Christine Wang
"The Issues are Too Important to be Judgmental"
in LACMA's permanent collection
MAY 23, 2018 – Night Gallery is honored to announce the generous donation of Christine Wang’s “The Issues are Too Important to be Judgmental,” 2016, to LACMA’s permanent collection. Wang’s painting, made from oil paint and gold leaf on wood, originally appeared in her solo exhibition Devotional Art for Your Home, which was on view at the gallery in October and November 2016. The timing of the exhibition makes historic relics of the already-referential works, which were on view in the days immediately preceding and following the election of Donald Trump.
Wang’s work uses satire to confront profound societal ills as they relate to (and are ignored by) the arts as an industry and a discursive space. Drawing from her experience as a member of Critical Resistance, an organization working to abolish the prison industrial complex, her works explore the possibility of resistance against entrenched institutional failures. The works appearing in Devotional Art for Your Home re-envision specific 15th-century European religious paintings, compounding their spiritual symbolism with imagery out of contemporary American politics.
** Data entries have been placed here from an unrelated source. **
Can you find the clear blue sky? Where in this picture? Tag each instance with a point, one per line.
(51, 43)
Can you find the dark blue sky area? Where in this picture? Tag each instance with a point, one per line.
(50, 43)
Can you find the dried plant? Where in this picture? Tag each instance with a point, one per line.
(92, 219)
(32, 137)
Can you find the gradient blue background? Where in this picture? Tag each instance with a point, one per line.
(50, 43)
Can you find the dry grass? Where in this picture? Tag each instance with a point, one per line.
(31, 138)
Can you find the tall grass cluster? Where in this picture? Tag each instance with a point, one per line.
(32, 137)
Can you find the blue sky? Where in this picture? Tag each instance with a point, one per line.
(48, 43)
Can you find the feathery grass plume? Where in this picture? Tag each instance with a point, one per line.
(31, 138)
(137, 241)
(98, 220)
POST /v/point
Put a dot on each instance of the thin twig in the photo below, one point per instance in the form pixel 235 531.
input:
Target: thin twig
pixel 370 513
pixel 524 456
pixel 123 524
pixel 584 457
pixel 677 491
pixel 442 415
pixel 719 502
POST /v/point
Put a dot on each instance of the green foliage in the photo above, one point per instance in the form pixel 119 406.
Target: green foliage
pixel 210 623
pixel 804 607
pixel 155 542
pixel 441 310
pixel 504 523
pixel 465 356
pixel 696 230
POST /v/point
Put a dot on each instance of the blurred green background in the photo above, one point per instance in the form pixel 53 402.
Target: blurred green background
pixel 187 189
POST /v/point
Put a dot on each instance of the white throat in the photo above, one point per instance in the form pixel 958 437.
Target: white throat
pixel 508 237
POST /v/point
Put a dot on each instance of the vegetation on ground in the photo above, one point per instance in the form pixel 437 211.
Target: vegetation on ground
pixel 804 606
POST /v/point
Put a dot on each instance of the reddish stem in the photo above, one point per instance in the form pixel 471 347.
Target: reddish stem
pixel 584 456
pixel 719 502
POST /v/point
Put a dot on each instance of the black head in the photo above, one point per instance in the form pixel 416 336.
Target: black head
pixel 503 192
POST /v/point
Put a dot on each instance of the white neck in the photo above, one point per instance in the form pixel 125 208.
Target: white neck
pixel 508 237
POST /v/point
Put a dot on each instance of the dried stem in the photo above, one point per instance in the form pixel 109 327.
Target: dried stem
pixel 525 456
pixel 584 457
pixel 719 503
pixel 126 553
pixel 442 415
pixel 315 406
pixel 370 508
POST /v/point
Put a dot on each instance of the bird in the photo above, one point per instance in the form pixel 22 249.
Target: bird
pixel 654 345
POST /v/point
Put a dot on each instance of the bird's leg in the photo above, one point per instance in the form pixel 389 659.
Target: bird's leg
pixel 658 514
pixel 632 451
Through art historical reference, Wang invokes centuries of turmoil and the escape that spirituality has long represented, while speaking to her subjective position as an individual meeting a world of inexorable conflict.
In “The Issues are Too Important…,” Wang recreates Stefan Lochner’s “The Last Judgment,” c. 1495, replacing its figures with contemporary political actors. Bernie Sanders, Leslie Marmon Silko, and The New Jim Crow author Michelle Alexander are among those lined up at the gates of Heaven, while Hillary Clinton, Donald Trump, and former LAPD Sheriff Lee Baca surround the fiery entrance to Hell. Jesus, Mary, and St. John watch from above, though their faces have been replaced with the artist’s likeness. Wang here playfully interrogates the role of the politicized individual, perhaps a voter, as a kind of arbiter of morality who classifies global politics using the Christian categories of good and evil. The overall effect of the work is one of ambivalent optimism, acknowledging the difficulty of present-day political engagement while honoring the idealism that has facilitated change through history.